In working in solidarity with the Hunger Strikers, people outside prison have had the opportunities to match the creative communication techniques employed by the prisoners and have gained national and international attention and support. In doing this, the voices of the prisoners themselves, along with their families and loved ones have gained a level of recognition that has too often been denied them. As noted above, the amplification of prisoner voices and leadership has widened the arena of discourse for people to make connections between SHUs, political imprisonment, the prison system in general, imperialism, institutional racism, the economy, etc. People working in solidarity with striking prisoners have also been able to make strong international connections.
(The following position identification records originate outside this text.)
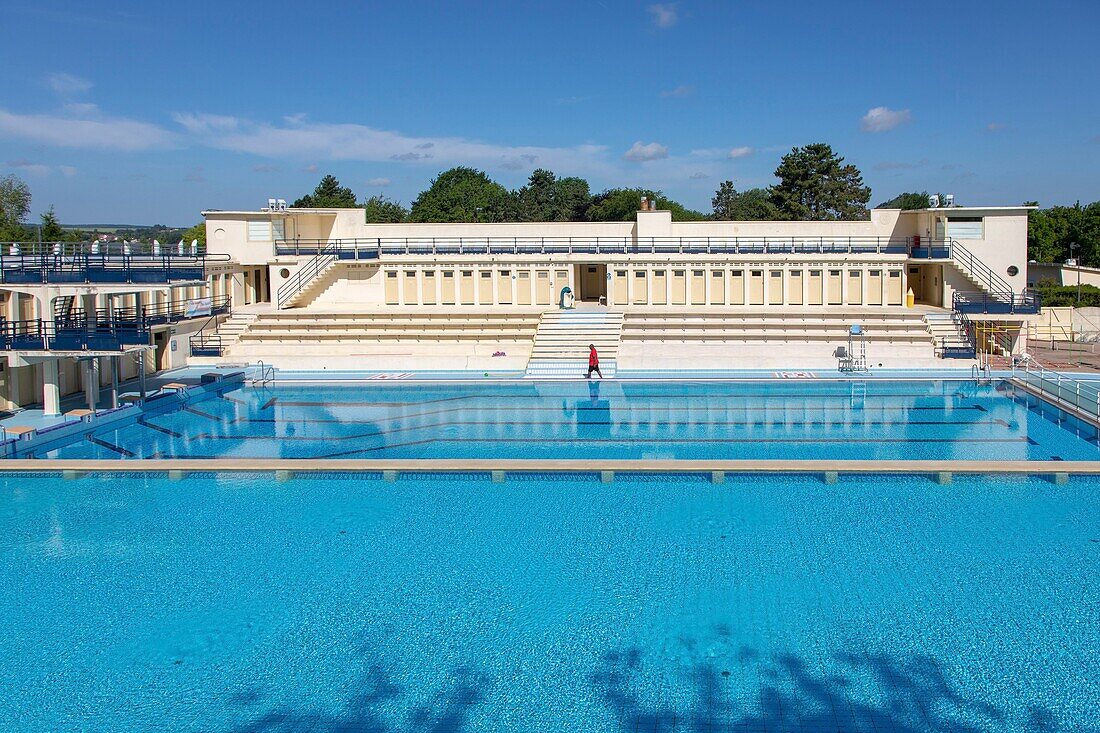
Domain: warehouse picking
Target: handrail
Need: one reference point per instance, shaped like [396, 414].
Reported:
[373, 248]
[1081, 395]
[305, 275]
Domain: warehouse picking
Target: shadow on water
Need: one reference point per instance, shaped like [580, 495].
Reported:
[862, 695]
[365, 712]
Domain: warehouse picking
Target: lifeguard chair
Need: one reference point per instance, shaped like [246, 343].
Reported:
[854, 358]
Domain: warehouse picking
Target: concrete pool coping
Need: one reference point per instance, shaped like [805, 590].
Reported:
[829, 470]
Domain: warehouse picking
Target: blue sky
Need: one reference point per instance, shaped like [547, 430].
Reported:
[150, 112]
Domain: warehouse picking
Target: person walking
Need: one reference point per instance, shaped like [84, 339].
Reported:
[593, 362]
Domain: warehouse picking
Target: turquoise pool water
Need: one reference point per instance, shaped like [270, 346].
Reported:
[760, 419]
[235, 603]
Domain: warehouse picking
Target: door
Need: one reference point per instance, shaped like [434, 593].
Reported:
[466, 287]
[894, 295]
[408, 287]
[835, 296]
[447, 287]
[620, 285]
[756, 286]
[485, 287]
[776, 287]
[855, 287]
[873, 287]
[429, 287]
[660, 287]
[814, 287]
[640, 287]
[393, 292]
[524, 287]
[794, 287]
[679, 287]
[542, 295]
[717, 287]
[504, 287]
[736, 287]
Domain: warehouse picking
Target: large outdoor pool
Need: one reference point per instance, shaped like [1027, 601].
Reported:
[651, 419]
[339, 603]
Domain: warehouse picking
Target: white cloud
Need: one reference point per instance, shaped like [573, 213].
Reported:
[682, 90]
[95, 132]
[662, 14]
[67, 84]
[641, 153]
[881, 119]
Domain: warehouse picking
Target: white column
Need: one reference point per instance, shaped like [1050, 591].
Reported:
[51, 389]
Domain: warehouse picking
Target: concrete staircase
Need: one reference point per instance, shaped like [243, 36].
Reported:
[562, 339]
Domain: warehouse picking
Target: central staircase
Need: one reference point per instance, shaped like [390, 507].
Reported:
[562, 339]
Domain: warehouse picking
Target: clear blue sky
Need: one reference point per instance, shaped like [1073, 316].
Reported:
[149, 112]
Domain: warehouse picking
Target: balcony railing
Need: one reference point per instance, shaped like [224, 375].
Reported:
[370, 249]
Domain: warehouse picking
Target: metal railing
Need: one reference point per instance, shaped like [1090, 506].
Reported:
[305, 275]
[373, 248]
[20, 269]
[1059, 387]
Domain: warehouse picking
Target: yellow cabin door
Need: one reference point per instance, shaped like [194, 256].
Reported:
[679, 287]
[774, 287]
[504, 287]
[447, 287]
[524, 287]
[485, 287]
[429, 287]
[640, 287]
[794, 287]
[814, 287]
[408, 287]
[875, 287]
[619, 287]
[717, 286]
[855, 287]
[660, 287]
[699, 287]
[466, 287]
[894, 286]
[393, 290]
[835, 295]
[736, 287]
[756, 286]
[542, 295]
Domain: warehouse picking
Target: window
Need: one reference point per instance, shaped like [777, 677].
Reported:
[260, 231]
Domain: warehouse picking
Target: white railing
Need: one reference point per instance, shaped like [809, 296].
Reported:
[1082, 396]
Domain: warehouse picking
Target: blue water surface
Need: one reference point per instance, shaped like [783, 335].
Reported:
[758, 419]
[338, 603]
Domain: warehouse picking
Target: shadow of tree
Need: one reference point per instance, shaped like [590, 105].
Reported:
[364, 712]
[912, 696]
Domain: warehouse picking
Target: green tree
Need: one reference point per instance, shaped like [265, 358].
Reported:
[622, 205]
[328, 195]
[750, 205]
[549, 198]
[814, 184]
[462, 194]
[52, 230]
[14, 205]
[381, 209]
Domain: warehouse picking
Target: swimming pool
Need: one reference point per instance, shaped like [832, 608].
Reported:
[235, 603]
[651, 419]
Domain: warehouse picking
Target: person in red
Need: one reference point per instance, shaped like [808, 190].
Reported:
[593, 362]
International support and action happened throughout the California Hunger Strike and activists in US were able to highlight hunger strikes that were being led by political prisoners in Colombia and Palestine during the first and second waves of the California strike.
While invigorating, galvanizing, and inspiring lessons can be drawn from the abilities of prisoners to organize under some of the most horrendous conditions and in the wider political moment, there is still much work to be done in working with them to win their demands. At the same time, there is much potential in the connections being made between prisoners and those on the outside, the connections made across multiple points of oppression and struggle, and an overall historical understanding of this political moment. The power of these connections will surely blossom as they are used to push forward even stronger organizing work. With the contradictions of capitalism and racism getting deeper and deeper, as state repression breeds more and more resistance, and as communities—inside and outside prison—become more and more ignited, the moment seems to hold potential for some serious and thoroughgoing change.